Atentado elevou o número total de profissionais da imprensa mortos este ano no país para oito.
A chefe da agência das Nações Unidas encarregada de proteger a liberdade de expressão condenou nesta sexta-feira (16) o assassinato de um jornalista mexicano especializado em cobertura de crimes. O atentado elevou o número total de profissionais da imprensa mortos este ano no país para oito.
Hugo Alfredo Olivera Cartas, de 27 anos, foi encontrado morto em seu carro no dia 6 de julho próximo a Apatzingán, uma cidade no oeste do estado de Michoacán. De acordo com a organização não-governamental Repórteres Sem Fronteiras (RSF), Oliveira recebeu um telefonema convocando-o para a cena de um acidente. Seu corpo foi encontrado horas depois, com três tiros na cabeça, e seu escritório mais tarde foi invadido.
O jornalista era editor do jornal diário “El Día”, com base em Apatzingán, e fundou a agência de informação local ADN. Ele também foi correspondente da Quadratin, uma agência nacional de notícias.
A Diretora-Geral Organização das Nações Unidas para Educação, Ciência e Cultura (UNESCO), Irina Bokova, instou as autoridades mexicanas a encontrar os autores do assassinato e pôr fim à impunidade. “Após este último ataque à liberdade de informação, a Justiça mexicana deve ser dotada dos meios necessários para agir”.
Cerca de 200 jornalistas protestaram pelo assassinato de Olivera na cidade de Morelia, capital de Michoacán, de acordo com a Quadratin.
No dia 28 de junho, outros dois jornalistas foram assassinados. Juan Francisco Rodríguez Ríos e sua esposa, María Elvira Hernández Galeana, foram mortos no estado mexicano de Guerrero. Bokova se pronunciou, à época, exortando as autoridades mexicanas a fazer tudo ao seu alcance para encontrar os responsáveis e levá-los à justiça.

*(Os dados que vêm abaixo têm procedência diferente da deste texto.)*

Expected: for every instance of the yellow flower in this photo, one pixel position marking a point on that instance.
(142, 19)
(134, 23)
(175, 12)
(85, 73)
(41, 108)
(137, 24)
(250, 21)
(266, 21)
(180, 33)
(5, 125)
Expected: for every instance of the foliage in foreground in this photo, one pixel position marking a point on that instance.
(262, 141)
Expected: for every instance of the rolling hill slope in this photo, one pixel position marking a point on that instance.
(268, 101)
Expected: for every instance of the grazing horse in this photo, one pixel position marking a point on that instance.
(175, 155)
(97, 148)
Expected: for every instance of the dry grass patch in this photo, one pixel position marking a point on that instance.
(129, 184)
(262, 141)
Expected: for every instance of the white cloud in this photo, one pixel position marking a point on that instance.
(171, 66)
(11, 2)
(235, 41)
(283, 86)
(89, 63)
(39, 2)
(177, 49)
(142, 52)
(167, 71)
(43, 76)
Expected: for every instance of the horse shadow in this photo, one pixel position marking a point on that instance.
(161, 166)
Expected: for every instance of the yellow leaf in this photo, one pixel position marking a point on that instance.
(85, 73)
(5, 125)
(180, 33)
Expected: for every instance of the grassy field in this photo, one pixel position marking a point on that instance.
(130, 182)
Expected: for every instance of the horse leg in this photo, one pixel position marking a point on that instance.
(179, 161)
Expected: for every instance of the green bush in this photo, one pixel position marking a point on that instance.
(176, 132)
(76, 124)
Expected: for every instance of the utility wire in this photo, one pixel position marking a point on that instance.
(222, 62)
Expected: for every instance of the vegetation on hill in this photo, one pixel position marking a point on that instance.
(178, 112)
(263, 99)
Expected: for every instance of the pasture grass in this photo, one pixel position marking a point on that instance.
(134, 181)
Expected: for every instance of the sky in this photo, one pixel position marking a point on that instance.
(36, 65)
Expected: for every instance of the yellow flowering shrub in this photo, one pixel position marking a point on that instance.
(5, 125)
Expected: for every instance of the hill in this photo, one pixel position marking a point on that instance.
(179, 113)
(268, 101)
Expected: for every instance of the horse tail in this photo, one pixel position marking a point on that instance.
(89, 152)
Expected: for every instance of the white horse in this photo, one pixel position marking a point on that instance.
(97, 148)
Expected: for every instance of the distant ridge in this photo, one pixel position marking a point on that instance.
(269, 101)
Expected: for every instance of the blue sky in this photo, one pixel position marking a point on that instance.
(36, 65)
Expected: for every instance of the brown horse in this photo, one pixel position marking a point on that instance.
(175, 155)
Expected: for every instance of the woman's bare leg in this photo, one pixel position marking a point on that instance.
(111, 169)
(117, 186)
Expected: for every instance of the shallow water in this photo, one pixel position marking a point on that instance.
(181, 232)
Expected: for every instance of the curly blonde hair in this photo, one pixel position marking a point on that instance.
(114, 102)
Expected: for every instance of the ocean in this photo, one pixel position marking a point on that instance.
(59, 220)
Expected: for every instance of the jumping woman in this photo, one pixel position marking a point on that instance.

Ríos era correspondente do jornal “El Sol” de Acapulco, na cidade de Coyuca de Benítez, e sua esposa Maria Elvira era jornalista freelance. Eles foram mortos a tiros enquanto trabalhavam em um cibercafé que possuíam. Ríos também era líder local do Sindicato Nacional de Editores de Imprensa. Ele havia condenado recentemente o assédio dos jornalistas na região.